Un tableau secondaire du rapport Jedwab porte un autre titre à sensation : « Un écart générationnel massif chez les Québécois quant à l’appui à la loi 21 ». Ça aussi, les médias l’ont gobé tout rond. Selon la dépêche de La Presse canadienne, d’abord largement répandue par les médias le 16 janvier, puis magnifiée jusqu’au délire par la chroniqueuse Francine Pelletier dans Le Devoir du 19 janvier, « ce sont les répondants âgés de 65 à 74 ans qui appuient le plus cette interdiction [du port de signes religieux par les enseignants] à 73,9 %, comparativement à seulement 27,8 % de ceux âgés de 18 à 24 ans. »
Or, l’échantillon – non aléatoire – de Québécois sondés par Léger pour Jedwab ne comptait que 37 répondants âgés de 18 à 24 ans et 40 âgés de 65 à 74 ans. En toute vraisemblance, aucun des 18-24 ans n’avait un enfant d’âge scolaire ; et plusieurs des 65-74 ans avaient des comptes à régler avec la religion – qui leur avait « volé leur jeunesse ».
Fort appui chez les répondants susceptibles d’avoir des enfants à l’école
En revanche, parmi les 333 répondants québécois susceptibles, eux, d’avoir des enfants au primaire ou au secondaire, les 25-34 ans, déjà, se partageaient de façon égale, avec 41 % en faveur de l’interdiction du port de signes religieux par les enseignants, et 41 % contre.
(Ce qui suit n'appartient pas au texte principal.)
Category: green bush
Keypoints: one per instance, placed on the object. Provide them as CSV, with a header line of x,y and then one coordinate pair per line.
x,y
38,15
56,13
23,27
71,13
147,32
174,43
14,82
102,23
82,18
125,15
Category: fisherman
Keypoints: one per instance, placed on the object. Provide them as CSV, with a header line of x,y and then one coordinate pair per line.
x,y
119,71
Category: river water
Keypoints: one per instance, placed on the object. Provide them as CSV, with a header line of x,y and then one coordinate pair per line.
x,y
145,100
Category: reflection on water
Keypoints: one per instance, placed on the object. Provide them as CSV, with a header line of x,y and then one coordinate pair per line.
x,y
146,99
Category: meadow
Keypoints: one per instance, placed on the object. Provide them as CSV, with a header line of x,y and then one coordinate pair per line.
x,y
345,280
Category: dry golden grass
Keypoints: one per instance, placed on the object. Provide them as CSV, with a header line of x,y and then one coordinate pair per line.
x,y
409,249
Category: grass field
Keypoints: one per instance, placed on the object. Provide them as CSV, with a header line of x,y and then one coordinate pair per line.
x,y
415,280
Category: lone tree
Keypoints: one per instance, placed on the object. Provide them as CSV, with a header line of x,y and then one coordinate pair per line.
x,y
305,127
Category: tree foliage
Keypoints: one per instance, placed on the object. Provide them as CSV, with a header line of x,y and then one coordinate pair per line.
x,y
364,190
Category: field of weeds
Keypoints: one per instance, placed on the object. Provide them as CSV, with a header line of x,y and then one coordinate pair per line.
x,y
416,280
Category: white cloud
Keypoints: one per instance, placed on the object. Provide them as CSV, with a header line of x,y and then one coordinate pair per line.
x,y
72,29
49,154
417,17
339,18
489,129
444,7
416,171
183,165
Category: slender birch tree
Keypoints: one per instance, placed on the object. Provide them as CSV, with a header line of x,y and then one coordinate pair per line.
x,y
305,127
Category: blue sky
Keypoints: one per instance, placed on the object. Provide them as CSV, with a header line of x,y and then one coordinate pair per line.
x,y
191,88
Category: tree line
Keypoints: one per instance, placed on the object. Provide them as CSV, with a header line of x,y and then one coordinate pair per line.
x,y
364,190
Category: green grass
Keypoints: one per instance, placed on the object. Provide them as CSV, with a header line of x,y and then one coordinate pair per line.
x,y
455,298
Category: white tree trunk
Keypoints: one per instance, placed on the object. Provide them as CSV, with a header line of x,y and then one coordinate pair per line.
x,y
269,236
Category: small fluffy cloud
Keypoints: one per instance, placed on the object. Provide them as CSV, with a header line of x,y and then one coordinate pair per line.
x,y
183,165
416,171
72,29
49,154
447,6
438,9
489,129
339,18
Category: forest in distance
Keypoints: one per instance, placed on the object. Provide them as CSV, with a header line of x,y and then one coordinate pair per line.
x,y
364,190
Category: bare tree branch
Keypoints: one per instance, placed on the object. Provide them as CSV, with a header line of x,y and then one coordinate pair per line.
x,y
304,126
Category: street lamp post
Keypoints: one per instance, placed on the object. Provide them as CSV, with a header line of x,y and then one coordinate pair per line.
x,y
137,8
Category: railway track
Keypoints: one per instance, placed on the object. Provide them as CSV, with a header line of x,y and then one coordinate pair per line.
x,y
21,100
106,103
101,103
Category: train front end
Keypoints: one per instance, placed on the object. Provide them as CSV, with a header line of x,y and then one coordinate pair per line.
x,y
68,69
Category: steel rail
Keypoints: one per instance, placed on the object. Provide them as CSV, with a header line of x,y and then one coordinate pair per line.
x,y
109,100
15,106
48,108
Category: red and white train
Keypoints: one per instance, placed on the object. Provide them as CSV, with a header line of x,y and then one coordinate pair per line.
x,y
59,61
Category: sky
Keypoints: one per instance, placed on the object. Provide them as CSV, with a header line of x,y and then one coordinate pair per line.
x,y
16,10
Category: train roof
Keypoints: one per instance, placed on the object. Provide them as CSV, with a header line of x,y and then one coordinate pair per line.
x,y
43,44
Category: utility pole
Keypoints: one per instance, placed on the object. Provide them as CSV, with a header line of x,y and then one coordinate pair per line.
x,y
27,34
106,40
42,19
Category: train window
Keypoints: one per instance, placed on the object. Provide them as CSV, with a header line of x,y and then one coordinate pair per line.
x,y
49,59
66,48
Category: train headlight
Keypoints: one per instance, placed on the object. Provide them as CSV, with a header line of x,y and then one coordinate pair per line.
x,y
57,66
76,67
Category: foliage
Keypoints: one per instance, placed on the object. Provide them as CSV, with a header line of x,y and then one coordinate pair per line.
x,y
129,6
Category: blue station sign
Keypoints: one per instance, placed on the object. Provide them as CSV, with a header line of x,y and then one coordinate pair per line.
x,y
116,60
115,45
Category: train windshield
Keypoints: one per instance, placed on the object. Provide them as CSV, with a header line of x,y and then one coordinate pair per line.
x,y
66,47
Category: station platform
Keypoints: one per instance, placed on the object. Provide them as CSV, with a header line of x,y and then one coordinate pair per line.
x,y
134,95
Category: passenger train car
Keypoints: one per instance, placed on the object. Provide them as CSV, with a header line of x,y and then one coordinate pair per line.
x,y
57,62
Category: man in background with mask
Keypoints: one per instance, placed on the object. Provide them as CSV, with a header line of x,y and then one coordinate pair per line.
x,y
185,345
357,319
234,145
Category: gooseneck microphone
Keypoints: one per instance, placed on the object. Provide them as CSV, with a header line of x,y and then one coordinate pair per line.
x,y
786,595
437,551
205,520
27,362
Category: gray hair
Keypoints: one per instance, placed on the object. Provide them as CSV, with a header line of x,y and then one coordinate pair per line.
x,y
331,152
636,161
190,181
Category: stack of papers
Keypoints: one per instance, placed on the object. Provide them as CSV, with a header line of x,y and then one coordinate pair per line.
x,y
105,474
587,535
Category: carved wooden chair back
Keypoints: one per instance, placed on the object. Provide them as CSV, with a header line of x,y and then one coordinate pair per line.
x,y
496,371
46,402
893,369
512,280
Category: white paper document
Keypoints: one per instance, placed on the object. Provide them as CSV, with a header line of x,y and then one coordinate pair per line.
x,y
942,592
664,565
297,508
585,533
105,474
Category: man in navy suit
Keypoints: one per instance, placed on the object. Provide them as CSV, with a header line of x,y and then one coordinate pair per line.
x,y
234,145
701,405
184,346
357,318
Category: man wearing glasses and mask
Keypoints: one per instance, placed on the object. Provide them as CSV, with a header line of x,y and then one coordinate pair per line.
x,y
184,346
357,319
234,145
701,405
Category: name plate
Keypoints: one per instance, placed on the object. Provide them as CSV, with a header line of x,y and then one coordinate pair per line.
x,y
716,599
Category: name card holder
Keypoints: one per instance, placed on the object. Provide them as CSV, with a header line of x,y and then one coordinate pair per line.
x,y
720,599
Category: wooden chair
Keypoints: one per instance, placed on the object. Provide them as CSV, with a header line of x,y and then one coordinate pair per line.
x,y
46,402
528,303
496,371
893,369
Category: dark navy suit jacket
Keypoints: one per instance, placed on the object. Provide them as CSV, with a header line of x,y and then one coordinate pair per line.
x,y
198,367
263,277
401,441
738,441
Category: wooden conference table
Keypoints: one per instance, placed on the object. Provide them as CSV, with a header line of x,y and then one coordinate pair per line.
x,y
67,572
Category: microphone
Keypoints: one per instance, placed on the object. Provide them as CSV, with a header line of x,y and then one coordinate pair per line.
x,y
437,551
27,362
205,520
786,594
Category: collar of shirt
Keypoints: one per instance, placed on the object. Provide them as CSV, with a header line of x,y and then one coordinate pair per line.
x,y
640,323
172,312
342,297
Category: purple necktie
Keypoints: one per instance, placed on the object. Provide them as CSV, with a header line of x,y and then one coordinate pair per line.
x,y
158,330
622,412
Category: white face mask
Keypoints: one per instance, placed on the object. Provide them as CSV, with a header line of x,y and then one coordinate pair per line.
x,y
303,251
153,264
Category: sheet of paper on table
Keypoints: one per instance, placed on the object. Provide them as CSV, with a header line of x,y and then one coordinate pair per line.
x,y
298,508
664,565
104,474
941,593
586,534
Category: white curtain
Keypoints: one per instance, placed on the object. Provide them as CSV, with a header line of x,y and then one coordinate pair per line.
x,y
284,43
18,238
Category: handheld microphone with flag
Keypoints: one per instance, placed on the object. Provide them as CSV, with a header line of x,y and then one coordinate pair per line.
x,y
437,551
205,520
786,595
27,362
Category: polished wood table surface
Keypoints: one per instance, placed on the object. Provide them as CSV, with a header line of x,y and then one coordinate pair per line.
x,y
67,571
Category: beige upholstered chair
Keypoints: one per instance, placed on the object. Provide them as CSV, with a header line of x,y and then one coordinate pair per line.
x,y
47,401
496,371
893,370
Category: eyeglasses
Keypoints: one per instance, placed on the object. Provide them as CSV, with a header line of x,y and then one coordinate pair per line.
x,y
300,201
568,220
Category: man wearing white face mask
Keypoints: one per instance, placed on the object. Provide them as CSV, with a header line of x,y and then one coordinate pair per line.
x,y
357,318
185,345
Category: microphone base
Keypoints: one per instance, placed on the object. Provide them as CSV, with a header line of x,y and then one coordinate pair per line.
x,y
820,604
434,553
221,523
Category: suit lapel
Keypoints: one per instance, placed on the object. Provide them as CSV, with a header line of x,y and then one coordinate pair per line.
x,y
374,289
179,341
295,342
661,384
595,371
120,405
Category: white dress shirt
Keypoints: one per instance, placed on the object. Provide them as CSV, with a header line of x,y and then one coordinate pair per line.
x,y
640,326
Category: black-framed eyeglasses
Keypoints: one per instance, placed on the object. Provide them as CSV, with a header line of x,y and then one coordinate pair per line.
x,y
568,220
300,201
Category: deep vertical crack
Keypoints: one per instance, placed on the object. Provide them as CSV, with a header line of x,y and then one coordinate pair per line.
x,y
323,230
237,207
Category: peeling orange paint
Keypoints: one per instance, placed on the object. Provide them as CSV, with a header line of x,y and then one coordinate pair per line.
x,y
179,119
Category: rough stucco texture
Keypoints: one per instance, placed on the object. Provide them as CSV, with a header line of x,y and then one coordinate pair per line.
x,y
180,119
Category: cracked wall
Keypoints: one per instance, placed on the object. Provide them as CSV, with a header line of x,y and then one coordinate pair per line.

Et chez les 35-44, 45-54 et 55-64 ans, l’appui à cet élément particulier de la loi 21 était respectivement de 53, 59 et 58 %, soit, compte tenu du nombre de répondants en jeu, un degré d’approbation aussi solide qu’invariable.
« Écart générationnel massif », mon œil.
En cette ère de gouvernement par sondage, journalistes et médias – dont tout particulièrement le prestigieux Devoir – se doivent de prévenir pareilles tentatives de manipulation de l’opinion au lieu de s’en faire complice.
Mais voyons donc. Voilà que je me remets à rêver en couleurs.